AUTRICHE - KONRAD LORENZ

Konrad Lorenz, est un biologiste et zoologiste autrichien titulaire du prix Nobel.

Lorenz a étudié les comportements des animaux sauvages et domestiques, et passé une grande partie de sa vie à l’étude des oies cendrées, réalisant alors le travail le plus complet à l’heure actuelle sur cette espèce en mettant en évidence le principe de l’empreinte.

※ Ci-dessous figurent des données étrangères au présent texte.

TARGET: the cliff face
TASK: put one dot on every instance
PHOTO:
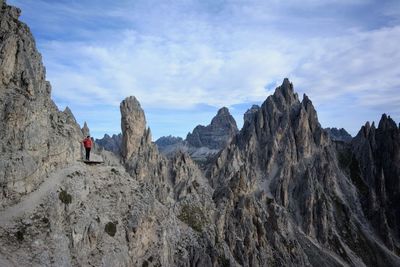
(111, 143)
(204, 143)
(216, 135)
(339, 134)
(278, 194)
(35, 137)
(282, 198)
(377, 164)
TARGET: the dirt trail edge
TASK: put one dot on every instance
(30, 201)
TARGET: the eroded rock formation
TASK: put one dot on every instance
(278, 194)
(216, 135)
(35, 137)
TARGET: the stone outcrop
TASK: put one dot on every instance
(339, 134)
(166, 141)
(277, 194)
(85, 130)
(35, 137)
(216, 135)
(281, 197)
(375, 168)
(133, 125)
(250, 113)
(205, 141)
(111, 143)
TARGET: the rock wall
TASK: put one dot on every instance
(282, 199)
(35, 136)
(376, 169)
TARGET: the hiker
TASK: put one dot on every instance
(87, 143)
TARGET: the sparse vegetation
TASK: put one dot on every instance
(193, 216)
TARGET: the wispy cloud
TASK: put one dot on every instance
(184, 55)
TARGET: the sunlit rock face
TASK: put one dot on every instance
(279, 193)
(376, 168)
(282, 198)
(35, 137)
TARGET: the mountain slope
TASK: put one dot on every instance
(281, 174)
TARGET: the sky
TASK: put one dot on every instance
(185, 59)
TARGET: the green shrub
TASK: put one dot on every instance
(65, 197)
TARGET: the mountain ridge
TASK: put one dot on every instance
(280, 192)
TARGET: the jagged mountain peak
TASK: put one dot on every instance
(133, 125)
(223, 111)
(215, 135)
(387, 122)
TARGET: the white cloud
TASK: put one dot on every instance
(220, 53)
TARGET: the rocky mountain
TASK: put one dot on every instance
(35, 137)
(165, 141)
(205, 141)
(375, 167)
(282, 198)
(111, 143)
(250, 113)
(339, 134)
(280, 193)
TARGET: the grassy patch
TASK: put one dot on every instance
(110, 228)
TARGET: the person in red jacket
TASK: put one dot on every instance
(87, 143)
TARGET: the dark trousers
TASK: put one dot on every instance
(87, 153)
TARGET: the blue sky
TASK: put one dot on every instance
(185, 59)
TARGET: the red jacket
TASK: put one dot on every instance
(87, 143)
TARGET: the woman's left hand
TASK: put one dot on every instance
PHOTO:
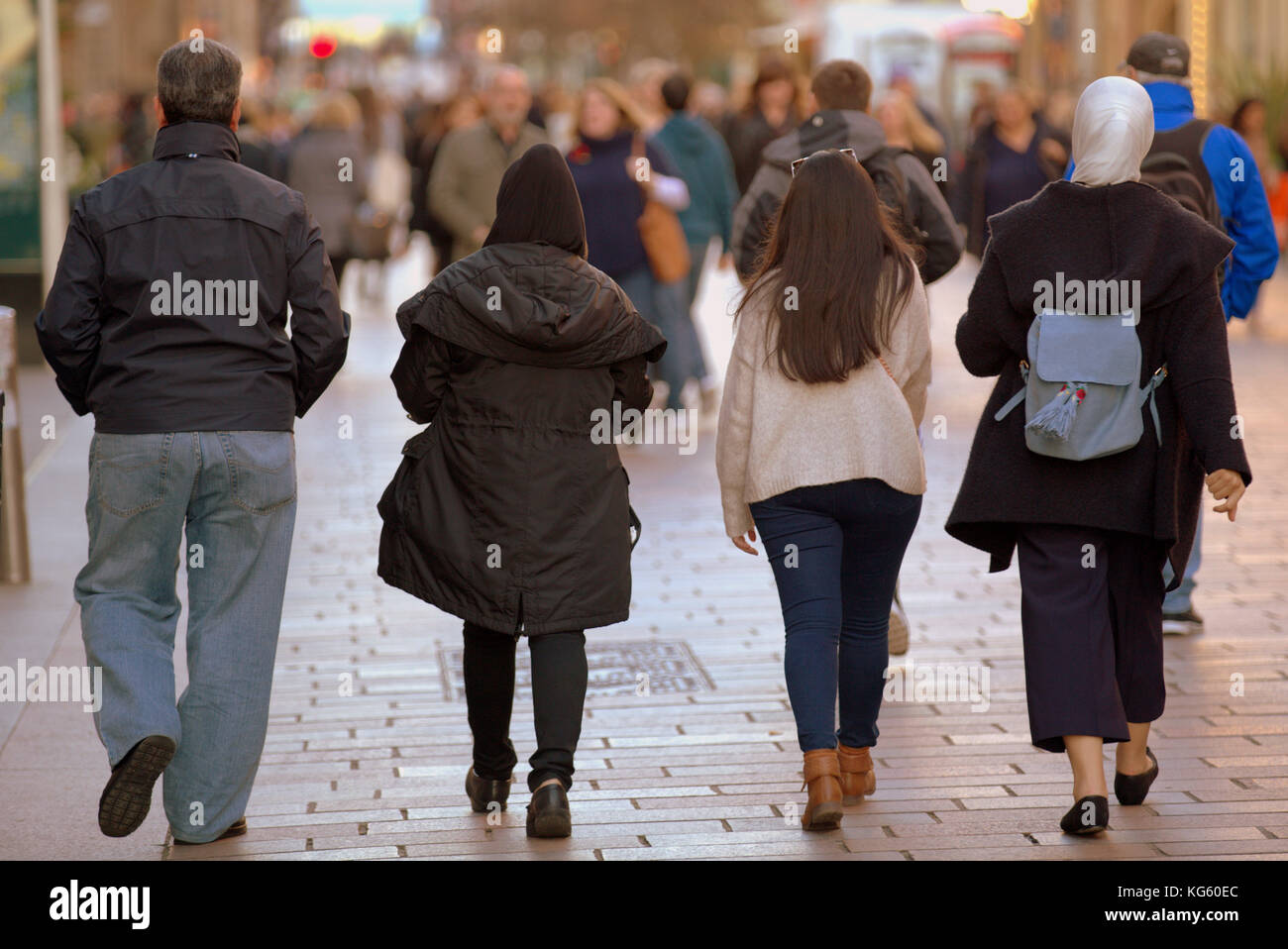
(1228, 486)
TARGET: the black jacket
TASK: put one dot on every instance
(1125, 232)
(842, 129)
(128, 352)
(505, 510)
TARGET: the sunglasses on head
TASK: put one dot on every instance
(846, 153)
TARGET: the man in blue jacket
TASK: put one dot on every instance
(1162, 64)
(704, 165)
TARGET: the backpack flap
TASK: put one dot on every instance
(1076, 348)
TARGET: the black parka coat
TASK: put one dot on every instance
(506, 510)
(1122, 232)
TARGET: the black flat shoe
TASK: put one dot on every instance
(484, 791)
(128, 793)
(1131, 789)
(549, 814)
(236, 829)
(1089, 815)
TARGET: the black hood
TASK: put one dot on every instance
(537, 202)
(533, 304)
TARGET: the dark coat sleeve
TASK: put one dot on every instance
(320, 329)
(68, 326)
(931, 217)
(991, 333)
(420, 374)
(752, 215)
(1198, 365)
(631, 385)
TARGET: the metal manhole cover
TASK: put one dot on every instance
(616, 669)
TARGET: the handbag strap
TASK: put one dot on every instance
(1019, 397)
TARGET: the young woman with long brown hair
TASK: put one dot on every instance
(818, 450)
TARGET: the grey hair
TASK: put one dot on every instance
(198, 86)
(488, 78)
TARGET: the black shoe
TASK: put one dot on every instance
(128, 793)
(484, 791)
(549, 814)
(1089, 815)
(1131, 789)
(236, 829)
(1183, 623)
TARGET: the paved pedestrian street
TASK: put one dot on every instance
(688, 747)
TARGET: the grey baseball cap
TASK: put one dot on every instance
(1160, 54)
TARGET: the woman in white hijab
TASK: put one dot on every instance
(1112, 132)
(1093, 535)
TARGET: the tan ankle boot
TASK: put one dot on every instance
(823, 780)
(857, 774)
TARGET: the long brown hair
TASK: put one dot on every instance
(836, 271)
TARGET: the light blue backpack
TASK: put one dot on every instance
(1081, 393)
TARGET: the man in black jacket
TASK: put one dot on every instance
(167, 321)
(842, 91)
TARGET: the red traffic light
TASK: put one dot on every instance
(322, 47)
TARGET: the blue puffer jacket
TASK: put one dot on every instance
(704, 165)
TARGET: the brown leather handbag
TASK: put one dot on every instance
(664, 239)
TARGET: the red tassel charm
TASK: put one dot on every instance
(1055, 419)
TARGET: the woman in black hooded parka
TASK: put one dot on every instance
(510, 509)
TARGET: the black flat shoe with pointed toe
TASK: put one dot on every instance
(128, 794)
(1089, 815)
(549, 814)
(483, 791)
(1131, 789)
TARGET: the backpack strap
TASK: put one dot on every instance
(1019, 397)
(1146, 394)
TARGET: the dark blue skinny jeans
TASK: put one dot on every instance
(836, 551)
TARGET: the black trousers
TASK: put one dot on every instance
(1091, 606)
(558, 698)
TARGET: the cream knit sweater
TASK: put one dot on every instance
(777, 434)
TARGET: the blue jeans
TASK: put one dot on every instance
(1180, 600)
(662, 304)
(233, 493)
(836, 551)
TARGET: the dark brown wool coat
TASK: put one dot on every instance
(1127, 232)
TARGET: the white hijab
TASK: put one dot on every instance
(1113, 129)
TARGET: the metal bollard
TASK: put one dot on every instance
(14, 557)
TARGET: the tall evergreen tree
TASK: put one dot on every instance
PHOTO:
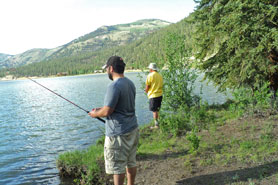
(236, 41)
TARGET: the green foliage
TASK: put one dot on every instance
(178, 77)
(83, 164)
(234, 40)
(246, 100)
(177, 123)
(194, 141)
(137, 54)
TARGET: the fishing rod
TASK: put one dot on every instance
(64, 98)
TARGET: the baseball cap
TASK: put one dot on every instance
(153, 66)
(114, 61)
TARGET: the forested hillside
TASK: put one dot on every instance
(137, 54)
(73, 58)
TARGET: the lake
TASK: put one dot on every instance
(36, 125)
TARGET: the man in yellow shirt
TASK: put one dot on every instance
(154, 85)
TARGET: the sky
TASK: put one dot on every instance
(28, 24)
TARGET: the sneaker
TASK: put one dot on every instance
(155, 127)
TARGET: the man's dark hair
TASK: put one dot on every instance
(117, 63)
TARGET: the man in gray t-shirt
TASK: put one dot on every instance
(121, 127)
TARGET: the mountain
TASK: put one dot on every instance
(103, 38)
(137, 54)
(28, 57)
(3, 58)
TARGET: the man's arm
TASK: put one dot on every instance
(147, 88)
(101, 112)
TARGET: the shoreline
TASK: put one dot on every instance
(12, 78)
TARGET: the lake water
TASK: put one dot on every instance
(36, 125)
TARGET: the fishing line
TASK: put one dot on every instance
(64, 98)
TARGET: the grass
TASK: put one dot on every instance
(229, 142)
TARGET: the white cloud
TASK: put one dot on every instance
(27, 24)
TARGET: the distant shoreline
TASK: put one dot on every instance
(12, 78)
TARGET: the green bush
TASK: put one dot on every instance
(175, 123)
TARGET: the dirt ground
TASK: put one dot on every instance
(170, 168)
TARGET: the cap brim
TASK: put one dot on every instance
(104, 67)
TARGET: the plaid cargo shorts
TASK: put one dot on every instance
(120, 152)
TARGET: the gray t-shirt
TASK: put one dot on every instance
(120, 95)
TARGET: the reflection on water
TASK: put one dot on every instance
(36, 125)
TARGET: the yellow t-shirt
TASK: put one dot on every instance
(155, 83)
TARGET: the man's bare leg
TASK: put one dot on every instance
(131, 174)
(119, 179)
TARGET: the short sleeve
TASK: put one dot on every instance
(149, 80)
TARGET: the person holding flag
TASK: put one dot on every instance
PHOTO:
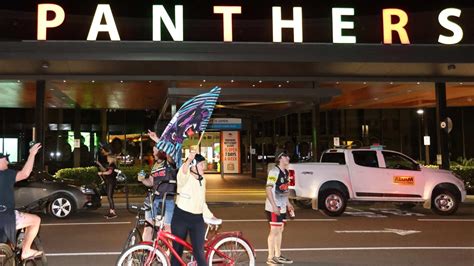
(191, 207)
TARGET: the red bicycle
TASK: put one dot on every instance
(226, 248)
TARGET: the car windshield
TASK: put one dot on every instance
(333, 157)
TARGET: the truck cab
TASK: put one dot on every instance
(373, 175)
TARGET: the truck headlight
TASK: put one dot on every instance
(87, 190)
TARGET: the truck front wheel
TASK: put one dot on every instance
(332, 202)
(444, 202)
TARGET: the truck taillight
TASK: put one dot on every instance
(292, 177)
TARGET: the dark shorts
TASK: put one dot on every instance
(276, 220)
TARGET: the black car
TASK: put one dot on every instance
(58, 198)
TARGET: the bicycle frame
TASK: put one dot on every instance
(165, 238)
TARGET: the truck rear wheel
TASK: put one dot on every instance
(332, 202)
(303, 204)
(444, 202)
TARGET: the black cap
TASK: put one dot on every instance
(199, 158)
(280, 154)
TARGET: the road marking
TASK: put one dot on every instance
(400, 232)
(446, 220)
(370, 248)
(82, 254)
(295, 220)
(283, 249)
(98, 223)
(397, 212)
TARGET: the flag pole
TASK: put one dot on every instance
(200, 138)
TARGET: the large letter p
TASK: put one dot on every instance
(44, 23)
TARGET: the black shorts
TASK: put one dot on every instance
(276, 220)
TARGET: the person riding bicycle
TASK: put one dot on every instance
(163, 169)
(12, 220)
(191, 207)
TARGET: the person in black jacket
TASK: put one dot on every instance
(163, 169)
(110, 178)
(10, 219)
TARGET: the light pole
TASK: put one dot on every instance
(420, 113)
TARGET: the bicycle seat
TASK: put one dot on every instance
(213, 221)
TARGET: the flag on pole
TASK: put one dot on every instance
(192, 117)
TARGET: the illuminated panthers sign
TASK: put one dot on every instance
(394, 23)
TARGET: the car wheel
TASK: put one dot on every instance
(332, 202)
(62, 206)
(444, 202)
(303, 204)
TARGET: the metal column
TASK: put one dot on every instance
(253, 155)
(40, 123)
(315, 122)
(77, 136)
(442, 125)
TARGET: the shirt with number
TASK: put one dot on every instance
(192, 194)
(279, 181)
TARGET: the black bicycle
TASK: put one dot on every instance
(135, 235)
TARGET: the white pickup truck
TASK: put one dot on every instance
(373, 175)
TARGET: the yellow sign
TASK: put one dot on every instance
(404, 180)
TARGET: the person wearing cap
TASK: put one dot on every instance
(276, 207)
(109, 175)
(163, 169)
(11, 219)
(191, 207)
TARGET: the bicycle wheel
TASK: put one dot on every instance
(134, 237)
(231, 251)
(137, 256)
(40, 261)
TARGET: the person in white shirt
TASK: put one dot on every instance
(276, 207)
(191, 207)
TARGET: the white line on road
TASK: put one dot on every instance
(82, 254)
(400, 232)
(446, 220)
(283, 249)
(296, 220)
(370, 248)
(98, 223)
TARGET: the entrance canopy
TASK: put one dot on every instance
(262, 78)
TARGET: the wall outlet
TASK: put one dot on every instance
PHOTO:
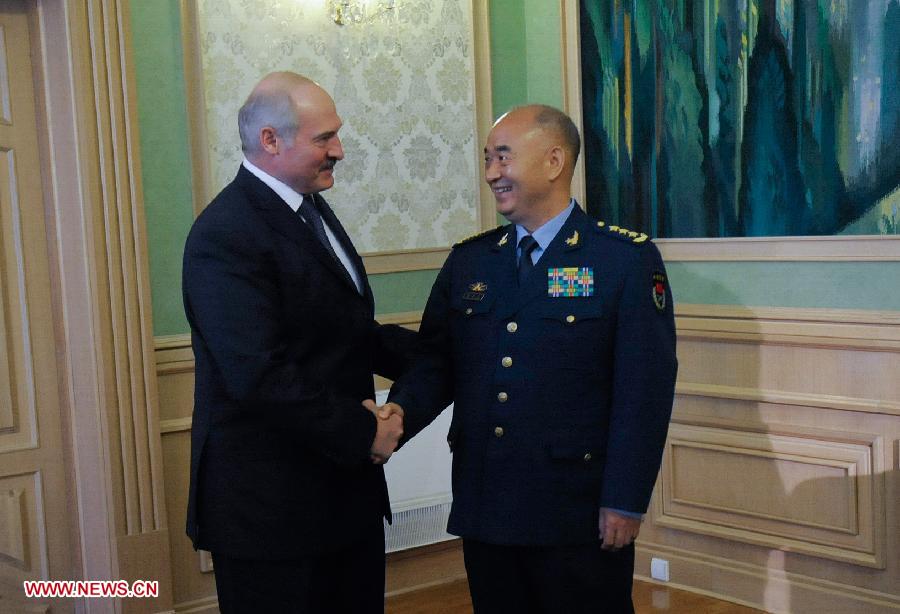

Il a écrit de fameux livres tels que « Il parlait avec les mammifères, les oiseaux et les poissons », « l’Envers du Miroir » ou « Les huit péchés capitaux de notre civilisation ».


Il a notamment développé une théorie de l’agression qui est une généralisation de la théorie anthropologique du bouc émissaire. En premier lieu, Lorenz démontre que la parade nuptiale de plusieurs espèces animales est une variation du comportement d’agression. Le schéma général de la parade nuptiale consiste en un comportement d’attaque entre le mâle et la femelle qui, à la dernière seconde, est réorienté vers un ennemi commun, pouvant être un congénère dans le cas des animaux sociaux.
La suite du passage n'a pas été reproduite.